Layoff as constructive dismissal: a cautionary tale for employers

By Ralph N. Nero and Keri L. Bennett

When is a layoff not a layoff? When it is a constructive dismissal, according to an Ontario judge. McLean v. The Rawyal Limited Partnership reaffirms the principle that unless incorporated as an express or implied term of the employment contract, a layoff may be treated as constructive dismissal–meaning the employee can sue for pay in lieu of reasonable notice.


The employee in this case was hired as a kitchen designer by Rawyal, a builder of custom kitchens. At her initial date of hire, the company had an employee handbook in place that included provision for possible layoffs. However, the employee’s contract of employment did not incorporate or refer to the employee handbook. The employee did not receive a copy of the handbook. She was not required to acknowledge receipt or agreement, or acknowledge that it constituted part of her contract of employment.

In 2008, ten years into the employment relationship, the employee was offered and accepted a new position. On commencement of this new position, the employee was required to accept a new written offer of employment in which she agreed that she had read and would follow the employee handbook. This handbook also contained layoff provisions.

The employee was laid off in October of 2010 and provided a recall date of June 27, 2011. The employee was in fact recalled on May 27, 2011. However, the employee did not return to work, but instead commenced a wrongful dismissal action against the company.


Justice Whitaker ruled that the employee had not validly consented to the layoff provisions in her original contract of employment, as it was not a valid term of her employment. Therefore, the question became whether the layoff provisions in the employee handbook referred to in the 2008 contract of employment were enforceable.

The judge found that the employee had received no consideration, or greater benefit, in exchange for signing the new contract of employment. There was no “obvious or certain improvement in compensation or other terms of employment” provided to the employee as part of the new position. The employee described the new position as a “lateral move.” As the mere continuation of employment generally does not constitute adequate consideration, the layoff provisions in the employment handbook were determined to be unenforceable.
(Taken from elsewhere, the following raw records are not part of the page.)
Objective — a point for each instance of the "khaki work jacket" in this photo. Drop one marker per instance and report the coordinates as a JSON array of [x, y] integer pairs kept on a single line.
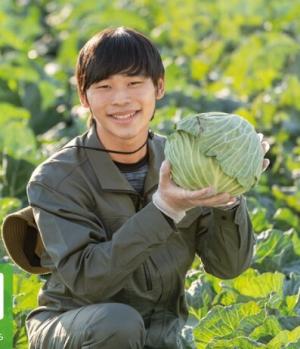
[[106, 243]]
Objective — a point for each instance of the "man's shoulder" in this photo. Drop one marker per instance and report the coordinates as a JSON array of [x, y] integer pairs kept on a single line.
[[60, 164]]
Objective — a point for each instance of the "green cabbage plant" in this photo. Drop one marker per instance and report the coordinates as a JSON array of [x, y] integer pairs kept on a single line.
[[215, 149]]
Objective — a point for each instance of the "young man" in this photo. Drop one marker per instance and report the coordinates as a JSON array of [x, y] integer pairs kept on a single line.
[[119, 235]]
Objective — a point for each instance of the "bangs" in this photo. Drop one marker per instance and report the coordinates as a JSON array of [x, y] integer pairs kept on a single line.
[[122, 52]]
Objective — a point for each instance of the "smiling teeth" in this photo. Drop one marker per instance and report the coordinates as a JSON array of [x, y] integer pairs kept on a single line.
[[126, 116]]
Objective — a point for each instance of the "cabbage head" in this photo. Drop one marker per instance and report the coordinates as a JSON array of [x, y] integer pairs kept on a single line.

Despite the fact that the employee was subsequently recalled and elected not to return to work, the judge awarded the employee 10 months’ pay in lieu of notice on the grounds that she had been constructively dismissed.

Take-Away For Employers

Employers all across Canada are advised to ensure that adequate and fresh consideration is provided to existing employees where the employer wishes to alter terms of employment or introduce significant new policies. This is obviously most important in the case of negative changes.
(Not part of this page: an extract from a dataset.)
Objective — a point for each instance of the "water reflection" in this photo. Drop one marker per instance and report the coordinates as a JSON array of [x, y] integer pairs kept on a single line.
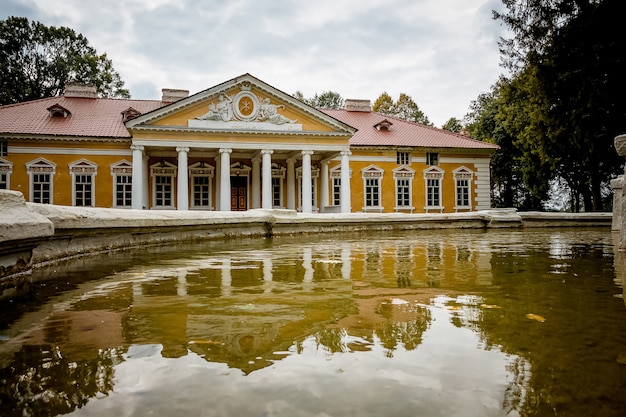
[[430, 323]]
The enforceability of employee handbook provisions or policies is often at issue. In order to be binding, employees must be made aware of the policies or handbook and ideally they should be provided to employees prior to acceptance of employment. Employers are also advised to consider including reference to or attaching all key policies in the contract or offer of employment. A signed employee consent or acknowledgement can also be helpful.
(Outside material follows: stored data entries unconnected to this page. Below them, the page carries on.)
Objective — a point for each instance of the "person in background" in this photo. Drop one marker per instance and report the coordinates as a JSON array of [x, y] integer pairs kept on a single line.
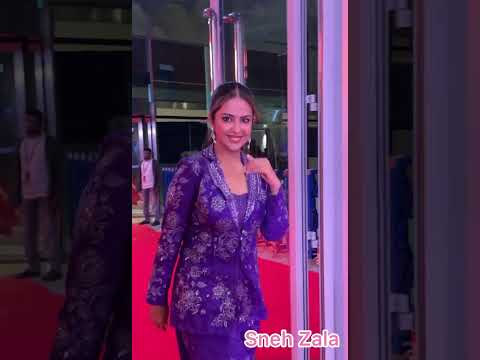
[[39, 186], [150, 185], [96, 317]]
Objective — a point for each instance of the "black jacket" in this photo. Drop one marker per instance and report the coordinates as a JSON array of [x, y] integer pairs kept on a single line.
[[97, 311]]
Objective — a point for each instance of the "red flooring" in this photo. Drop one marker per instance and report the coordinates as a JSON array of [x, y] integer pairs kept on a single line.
[[28, 319], [150, 343]]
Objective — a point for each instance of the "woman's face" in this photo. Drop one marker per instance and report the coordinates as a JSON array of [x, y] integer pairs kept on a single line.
[[233, 124]]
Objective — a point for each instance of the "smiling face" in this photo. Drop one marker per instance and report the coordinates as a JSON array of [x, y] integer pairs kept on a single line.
[[232, 124]]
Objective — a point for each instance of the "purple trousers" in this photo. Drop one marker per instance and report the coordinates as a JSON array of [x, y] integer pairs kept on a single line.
[[217, 347]]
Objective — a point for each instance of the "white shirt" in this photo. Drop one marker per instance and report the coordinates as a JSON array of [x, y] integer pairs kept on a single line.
[[147, 174], [34, 167]]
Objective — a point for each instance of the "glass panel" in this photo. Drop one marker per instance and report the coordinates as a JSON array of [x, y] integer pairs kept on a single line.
[[402, 256], [265, 34]]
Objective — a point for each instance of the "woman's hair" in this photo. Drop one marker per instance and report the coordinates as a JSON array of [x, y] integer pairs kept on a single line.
[[225, 92]]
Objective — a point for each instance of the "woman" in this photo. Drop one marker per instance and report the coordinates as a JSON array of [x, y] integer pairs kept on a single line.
[[96, 317], [216, 203]]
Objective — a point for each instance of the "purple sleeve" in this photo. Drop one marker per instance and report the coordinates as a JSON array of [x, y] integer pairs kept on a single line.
[[178, 207], [275, 223]]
This decision is consistent with the prior case law on layoff and constructive dismissal in provinces other than Quebec.  Whereas a temporary layoff of any level of employee may constitute constructive dismissal in all provinces but Quebec, only temporary layoffs of managerial employees are likely constitute constructive dismissal in Quebec.  As such, should employers in Quebec require the flexibility to temporarily layoff managerial employees and employers throughout the rest Canada require the flexibility to temporarily layoff any staff, they are advised to include express provisions for layoff in the employment contract or offer of employment.